4.1. The Effects of Organic Farming on Bats and Insects

The present study demonstrates for the first time the effect of farming system (organic vs. conventional) and landscape features on insectivorous bats in rice fields of Southeast Asia. Contrary to our predictions, there were no differences in bat species richness, total bat activity, feeding activity, or insect prey abundance between organic and conventional rice fields, similar to some previous studies [11,12,13]. These studies stated that the proximity of structured linear habitat (e.g., hedgerow) and water bodies and the size of organic farmland are more important factors than farm management in supporting bat activity. However, most previous reports in temperate farmland have indicated that organic farming has a positive effect on bat activity and their insect prey [14,16,30,60,61,62]. Wickramasinghe et al. [30] mentioned that the high foraging activity of insectivorous bats in organic farms indicates high-quality foraging habitat in terms of prey availability. In the present study, prey availability was similar in organic and conventional rice fields, suggesting that there is no reason for bats to have greater feeding activity in one type of rice field compared to the other. Furthermore, the fact that farm management did not significantly affect insect availability and insectivorous bats may raise some concerns about potential agrochemical contamination of organic rice fields from nearby conventional ones, as was found in organic vegetable farms in adjacent areas [63]. Organic farms can be contaminated with agrochemicals through floodwater during unusually heavy rain.
Our findings that total bat activity, the number of feeding buzzes, and buzz ratio in organic versus conventional fields depend on the level of landscape complexity support the “intermediate landscape complexity” hypothesis. This hypothesis states that local conservation management (e.g., organic farming) within the agricultural matrix is most effective in landscapes of intermediate complexity (1–20% noncrop habitats) compared to cleared landscapes (where source populations are nearly absent) or highly complex landscapes (potentially due to high local diversity; [20,21]). The significantly higher bat activity, number of feeding buzzes, and buzz ratio in organic rice fields in simple landscapes indicate that patches of forest and seminatural habitat can promote bat activity in organic fields in landscapes of intermediate complexity. Meanwhile, there were no significant differences between bat activity in the organic and conventional fields in complex landscapes, indicating that high landscape complexity can support insectivorous bats even in conventional fields. The significantly higher bat activity and number of feeding buzzes in conventional rice fields in the cleared landscapes are probably due to the presence of water bodies (50–100 m in diameter) that were adjacent to two of the sampling sites, where the two most common bat species, namely M. horsfieldii and T. melanopogon, were found actively foraging at these sites. The importance of water bodies to bats in agricultural landscapes is discussed below.

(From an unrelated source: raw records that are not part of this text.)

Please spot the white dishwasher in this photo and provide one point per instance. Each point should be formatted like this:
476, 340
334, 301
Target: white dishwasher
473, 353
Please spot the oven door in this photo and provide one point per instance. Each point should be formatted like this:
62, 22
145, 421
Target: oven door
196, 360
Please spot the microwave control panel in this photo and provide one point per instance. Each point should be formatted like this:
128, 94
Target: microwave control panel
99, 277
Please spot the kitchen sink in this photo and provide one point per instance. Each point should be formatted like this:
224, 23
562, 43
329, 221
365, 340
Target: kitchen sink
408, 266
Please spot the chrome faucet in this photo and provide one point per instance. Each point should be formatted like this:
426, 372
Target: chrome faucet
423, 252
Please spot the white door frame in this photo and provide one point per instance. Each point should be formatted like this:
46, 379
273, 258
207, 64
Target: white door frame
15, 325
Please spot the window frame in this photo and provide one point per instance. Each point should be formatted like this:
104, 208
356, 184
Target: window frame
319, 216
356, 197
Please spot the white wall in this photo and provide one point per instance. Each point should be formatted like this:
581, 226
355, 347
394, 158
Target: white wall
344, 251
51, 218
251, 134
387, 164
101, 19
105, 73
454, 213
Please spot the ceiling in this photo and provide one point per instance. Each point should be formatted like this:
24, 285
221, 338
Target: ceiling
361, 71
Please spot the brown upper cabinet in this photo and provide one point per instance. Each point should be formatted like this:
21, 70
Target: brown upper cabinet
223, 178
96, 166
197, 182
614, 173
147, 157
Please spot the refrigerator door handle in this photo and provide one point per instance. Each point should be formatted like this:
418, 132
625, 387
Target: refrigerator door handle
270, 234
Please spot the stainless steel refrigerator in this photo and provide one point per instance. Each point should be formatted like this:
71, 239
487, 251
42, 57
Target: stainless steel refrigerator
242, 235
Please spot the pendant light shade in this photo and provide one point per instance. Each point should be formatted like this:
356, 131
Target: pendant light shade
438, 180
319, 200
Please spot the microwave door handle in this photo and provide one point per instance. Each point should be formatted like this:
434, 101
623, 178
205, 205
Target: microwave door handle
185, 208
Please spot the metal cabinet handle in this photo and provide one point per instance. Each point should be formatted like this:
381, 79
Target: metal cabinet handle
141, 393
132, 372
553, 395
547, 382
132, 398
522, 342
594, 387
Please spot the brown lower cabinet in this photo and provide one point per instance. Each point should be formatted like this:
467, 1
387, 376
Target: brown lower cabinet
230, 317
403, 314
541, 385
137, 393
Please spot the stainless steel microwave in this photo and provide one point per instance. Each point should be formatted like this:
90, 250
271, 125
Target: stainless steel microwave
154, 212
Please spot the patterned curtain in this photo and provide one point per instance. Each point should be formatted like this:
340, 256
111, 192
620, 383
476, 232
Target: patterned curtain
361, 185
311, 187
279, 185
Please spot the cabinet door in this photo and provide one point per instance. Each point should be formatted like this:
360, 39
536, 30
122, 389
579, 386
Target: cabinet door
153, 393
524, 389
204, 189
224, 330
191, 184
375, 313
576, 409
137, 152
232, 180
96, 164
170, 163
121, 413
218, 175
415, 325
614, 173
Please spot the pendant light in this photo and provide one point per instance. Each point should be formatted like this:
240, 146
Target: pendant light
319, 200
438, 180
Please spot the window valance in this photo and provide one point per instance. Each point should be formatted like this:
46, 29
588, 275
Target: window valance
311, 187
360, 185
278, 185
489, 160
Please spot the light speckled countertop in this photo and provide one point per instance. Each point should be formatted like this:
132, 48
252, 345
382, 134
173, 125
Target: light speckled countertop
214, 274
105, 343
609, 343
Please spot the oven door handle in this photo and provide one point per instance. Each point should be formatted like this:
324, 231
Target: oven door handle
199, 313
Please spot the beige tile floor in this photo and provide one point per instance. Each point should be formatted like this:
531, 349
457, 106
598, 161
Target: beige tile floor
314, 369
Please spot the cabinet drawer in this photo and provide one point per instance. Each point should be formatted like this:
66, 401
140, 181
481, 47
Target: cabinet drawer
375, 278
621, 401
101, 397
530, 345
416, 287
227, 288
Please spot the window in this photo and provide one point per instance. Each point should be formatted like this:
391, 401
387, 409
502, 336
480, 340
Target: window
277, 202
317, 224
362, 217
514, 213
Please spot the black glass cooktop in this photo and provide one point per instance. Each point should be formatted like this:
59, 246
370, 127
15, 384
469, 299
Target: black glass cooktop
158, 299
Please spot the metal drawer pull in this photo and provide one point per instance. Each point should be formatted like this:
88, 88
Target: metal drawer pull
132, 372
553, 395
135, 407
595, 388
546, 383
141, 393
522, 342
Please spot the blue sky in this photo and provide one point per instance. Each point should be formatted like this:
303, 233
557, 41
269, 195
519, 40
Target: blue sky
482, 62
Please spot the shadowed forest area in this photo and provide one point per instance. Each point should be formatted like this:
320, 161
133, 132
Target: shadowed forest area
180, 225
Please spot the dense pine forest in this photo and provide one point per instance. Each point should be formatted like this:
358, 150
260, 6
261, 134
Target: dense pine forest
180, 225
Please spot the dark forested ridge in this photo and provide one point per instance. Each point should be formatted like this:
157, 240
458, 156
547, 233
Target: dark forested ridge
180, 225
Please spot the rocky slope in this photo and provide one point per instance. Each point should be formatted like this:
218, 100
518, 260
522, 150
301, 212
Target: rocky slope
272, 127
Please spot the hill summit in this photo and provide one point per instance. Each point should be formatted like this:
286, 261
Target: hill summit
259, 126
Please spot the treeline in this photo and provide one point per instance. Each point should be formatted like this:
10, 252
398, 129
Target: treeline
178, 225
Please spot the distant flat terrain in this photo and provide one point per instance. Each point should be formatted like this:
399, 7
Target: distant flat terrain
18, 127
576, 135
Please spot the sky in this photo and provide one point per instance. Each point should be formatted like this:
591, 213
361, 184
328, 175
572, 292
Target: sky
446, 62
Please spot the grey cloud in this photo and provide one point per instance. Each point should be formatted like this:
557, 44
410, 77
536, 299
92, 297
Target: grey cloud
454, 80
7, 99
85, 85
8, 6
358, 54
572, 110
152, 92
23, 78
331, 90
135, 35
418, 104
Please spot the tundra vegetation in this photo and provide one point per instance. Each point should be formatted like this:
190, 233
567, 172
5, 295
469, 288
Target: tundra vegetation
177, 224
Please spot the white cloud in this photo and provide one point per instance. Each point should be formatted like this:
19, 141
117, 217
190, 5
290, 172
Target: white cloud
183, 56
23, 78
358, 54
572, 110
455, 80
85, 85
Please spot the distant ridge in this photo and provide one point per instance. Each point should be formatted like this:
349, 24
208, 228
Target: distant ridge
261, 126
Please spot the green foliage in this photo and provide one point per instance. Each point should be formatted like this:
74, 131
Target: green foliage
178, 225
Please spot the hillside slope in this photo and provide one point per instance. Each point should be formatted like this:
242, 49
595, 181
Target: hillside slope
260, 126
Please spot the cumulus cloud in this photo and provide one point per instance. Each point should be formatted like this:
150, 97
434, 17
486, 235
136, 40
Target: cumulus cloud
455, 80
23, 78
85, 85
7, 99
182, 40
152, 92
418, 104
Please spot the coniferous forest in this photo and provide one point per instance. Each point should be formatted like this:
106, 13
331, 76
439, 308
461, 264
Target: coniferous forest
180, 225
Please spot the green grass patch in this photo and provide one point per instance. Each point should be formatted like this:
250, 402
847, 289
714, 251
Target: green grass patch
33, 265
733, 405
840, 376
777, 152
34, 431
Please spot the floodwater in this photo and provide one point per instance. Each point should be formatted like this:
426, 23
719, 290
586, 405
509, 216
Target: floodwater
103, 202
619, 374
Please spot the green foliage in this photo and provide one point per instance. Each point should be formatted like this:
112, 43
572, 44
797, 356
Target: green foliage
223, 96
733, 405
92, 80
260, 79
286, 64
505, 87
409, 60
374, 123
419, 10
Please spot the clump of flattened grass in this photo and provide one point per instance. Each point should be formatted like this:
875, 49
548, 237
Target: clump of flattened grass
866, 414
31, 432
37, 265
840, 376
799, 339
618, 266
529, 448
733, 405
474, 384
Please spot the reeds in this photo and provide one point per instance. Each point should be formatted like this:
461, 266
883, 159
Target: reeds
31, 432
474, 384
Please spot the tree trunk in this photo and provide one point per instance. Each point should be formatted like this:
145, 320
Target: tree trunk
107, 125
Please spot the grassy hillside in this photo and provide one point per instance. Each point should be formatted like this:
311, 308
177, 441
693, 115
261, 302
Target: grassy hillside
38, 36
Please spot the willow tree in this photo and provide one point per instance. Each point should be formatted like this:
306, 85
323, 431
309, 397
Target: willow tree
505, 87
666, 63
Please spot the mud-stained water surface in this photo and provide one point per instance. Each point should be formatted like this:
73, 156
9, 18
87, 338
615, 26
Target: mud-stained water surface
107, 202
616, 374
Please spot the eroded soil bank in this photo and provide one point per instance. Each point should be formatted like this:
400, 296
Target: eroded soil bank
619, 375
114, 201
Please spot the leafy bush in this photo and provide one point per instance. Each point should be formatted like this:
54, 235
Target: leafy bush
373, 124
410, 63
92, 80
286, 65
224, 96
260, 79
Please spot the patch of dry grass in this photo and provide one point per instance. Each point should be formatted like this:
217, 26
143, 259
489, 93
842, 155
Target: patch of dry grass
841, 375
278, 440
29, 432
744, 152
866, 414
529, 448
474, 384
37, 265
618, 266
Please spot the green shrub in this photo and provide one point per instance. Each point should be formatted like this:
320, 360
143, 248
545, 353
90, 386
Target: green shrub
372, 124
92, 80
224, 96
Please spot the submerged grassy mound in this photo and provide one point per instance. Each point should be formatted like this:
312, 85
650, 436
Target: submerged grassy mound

4.2. Response of Insectivorous Bats to Landscape Characteristics

Our findings that the presence of landscape features had larger impacts on bats than farming practice corroborate those of previous studies [11,13]. As we found a positive relationship between total bat activity and the proportion of forest and seminatural area within a 1 km radius, it is very probable that bat activity was enhanced by trees cover. Several studies in temperate areas have also highlighted the benefit of tree cover to insectivorous bats [64,65,66]. In a tropical study, Harvey et al. [67] reported that retaining tree cover within agricultural landscapes had clear positive impacts on species richness and abundance of bats. Indeed, bats use forest and seminatural habitat for foraging, roosting, and commuting due to the great abundance and diversity of food resources (i.e., insects) and protection from predation [68]. In this study, activity of T. melanopogon increased with distance to linear feature. Studies in farmland and vineyard have shown linear features enhance bat activity [11,69]. Bats use this element for commuting, foraging, and as shelter from predators [70]. Authors have suggested that bats with short-range echolocation will benefit from hedgerow [11,70]. Further studies on the impact of linear feature to long-range echolocation bats such as T. melanopogon should be carried out. In general, research on linear feature and tropical bats are currently limited.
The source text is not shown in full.